Foot Locker posted first-quarter results Friday morning that easily beat Wall Street estimates, sending shares up more than 15% in premarket trading.
The sneaker retailer earned an adjusted $1.45 a share on revenue of $2.03 billion. Those numbers were ahead of the $1.25 and $1.96 billion that analysts surveyed by Bloomberg were expecting. While comparable sales slide 2.8%, that was better than the 3.6% drop that was anticipated.
Foot Locker says its gross margin rate fell to 32.9% from 34% a year ago as general expenses increased while it built out its digital operations.
“The flow of premium product continues to improve, with increasing breadth and depth in the most sought after styles from our key vendors,” Foot Locker’s chairman and CEO, Richard Johnson, said in the earnings release.

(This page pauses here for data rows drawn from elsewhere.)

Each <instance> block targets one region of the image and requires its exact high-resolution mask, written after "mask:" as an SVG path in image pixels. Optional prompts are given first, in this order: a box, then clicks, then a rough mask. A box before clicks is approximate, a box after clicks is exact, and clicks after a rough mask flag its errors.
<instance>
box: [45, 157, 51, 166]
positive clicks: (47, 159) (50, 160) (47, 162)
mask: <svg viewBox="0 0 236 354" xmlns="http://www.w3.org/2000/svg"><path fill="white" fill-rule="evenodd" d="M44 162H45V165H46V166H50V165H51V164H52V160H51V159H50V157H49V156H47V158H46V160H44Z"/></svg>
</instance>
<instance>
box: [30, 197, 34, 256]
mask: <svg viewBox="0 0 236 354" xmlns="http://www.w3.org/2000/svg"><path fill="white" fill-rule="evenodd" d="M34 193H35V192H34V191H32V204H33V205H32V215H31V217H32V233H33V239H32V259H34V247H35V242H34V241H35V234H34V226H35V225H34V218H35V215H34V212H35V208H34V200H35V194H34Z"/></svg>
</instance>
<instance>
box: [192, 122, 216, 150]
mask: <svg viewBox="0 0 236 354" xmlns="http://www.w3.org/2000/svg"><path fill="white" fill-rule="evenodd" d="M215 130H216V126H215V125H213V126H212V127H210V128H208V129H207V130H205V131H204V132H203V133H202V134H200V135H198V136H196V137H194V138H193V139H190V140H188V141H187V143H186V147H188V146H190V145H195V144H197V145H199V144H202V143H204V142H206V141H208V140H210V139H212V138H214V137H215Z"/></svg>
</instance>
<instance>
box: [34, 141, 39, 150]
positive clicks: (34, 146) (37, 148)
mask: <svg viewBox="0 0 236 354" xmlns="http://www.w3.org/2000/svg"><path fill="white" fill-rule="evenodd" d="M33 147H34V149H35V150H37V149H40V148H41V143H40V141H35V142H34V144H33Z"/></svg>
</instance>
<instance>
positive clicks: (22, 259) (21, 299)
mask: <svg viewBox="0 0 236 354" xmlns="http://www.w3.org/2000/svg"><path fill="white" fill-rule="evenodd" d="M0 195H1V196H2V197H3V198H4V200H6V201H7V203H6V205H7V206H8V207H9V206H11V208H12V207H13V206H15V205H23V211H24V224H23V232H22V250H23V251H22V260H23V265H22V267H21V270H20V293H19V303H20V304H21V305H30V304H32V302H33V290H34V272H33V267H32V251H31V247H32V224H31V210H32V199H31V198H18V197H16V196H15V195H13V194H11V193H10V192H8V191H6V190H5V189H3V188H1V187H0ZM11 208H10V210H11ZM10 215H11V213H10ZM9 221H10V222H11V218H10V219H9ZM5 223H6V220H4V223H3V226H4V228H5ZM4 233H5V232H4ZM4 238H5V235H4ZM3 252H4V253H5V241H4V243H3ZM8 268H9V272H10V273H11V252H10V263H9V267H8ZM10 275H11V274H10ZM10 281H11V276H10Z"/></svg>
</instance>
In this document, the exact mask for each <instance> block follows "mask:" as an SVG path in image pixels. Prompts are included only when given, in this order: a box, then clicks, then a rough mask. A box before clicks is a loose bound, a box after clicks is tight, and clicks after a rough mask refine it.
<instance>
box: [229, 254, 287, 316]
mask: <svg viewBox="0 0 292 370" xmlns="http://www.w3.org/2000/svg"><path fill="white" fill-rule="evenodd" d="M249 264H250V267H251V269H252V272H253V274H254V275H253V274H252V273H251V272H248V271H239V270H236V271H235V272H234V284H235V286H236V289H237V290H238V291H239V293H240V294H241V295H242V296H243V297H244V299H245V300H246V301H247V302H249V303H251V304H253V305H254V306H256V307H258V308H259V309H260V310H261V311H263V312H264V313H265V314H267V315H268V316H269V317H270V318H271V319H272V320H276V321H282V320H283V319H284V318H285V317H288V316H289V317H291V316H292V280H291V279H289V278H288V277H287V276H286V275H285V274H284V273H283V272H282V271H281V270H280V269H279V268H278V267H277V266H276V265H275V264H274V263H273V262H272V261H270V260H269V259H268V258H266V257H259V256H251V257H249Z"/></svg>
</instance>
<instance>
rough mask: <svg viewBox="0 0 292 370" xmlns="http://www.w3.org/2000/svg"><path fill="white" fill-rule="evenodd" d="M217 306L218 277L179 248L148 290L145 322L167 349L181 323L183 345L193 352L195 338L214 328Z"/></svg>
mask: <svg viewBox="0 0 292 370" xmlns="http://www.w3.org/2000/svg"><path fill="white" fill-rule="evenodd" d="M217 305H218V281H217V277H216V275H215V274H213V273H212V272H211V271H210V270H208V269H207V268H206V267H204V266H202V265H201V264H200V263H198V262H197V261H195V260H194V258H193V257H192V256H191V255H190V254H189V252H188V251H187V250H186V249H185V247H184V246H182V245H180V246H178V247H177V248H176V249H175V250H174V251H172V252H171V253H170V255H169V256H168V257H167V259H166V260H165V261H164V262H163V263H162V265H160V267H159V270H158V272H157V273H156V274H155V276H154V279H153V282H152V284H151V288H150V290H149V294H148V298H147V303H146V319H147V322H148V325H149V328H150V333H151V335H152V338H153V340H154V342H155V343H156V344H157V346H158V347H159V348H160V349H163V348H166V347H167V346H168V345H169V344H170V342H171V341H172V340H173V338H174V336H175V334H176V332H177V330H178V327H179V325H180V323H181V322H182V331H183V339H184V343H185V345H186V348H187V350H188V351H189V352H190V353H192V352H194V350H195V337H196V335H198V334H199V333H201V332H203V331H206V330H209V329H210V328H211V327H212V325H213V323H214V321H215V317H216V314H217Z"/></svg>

“This led to first-quarter results which were above our expectations. With the strength of our strategic vendor partnerships and our central position in youth culture, we continue to believe that we are poised to inflect to positive comparable-store sales growth as we progress through the year.”
Foot Locker in March announced plans to close 110 stores this year, after it closed 117 stores last year. The sneaker retailer is one of many such businesses to have fallen victim to Amazon and the e-commerce wave.
Through Thursday, shares were down 22% this year and more than 40% since peaking in December 2016.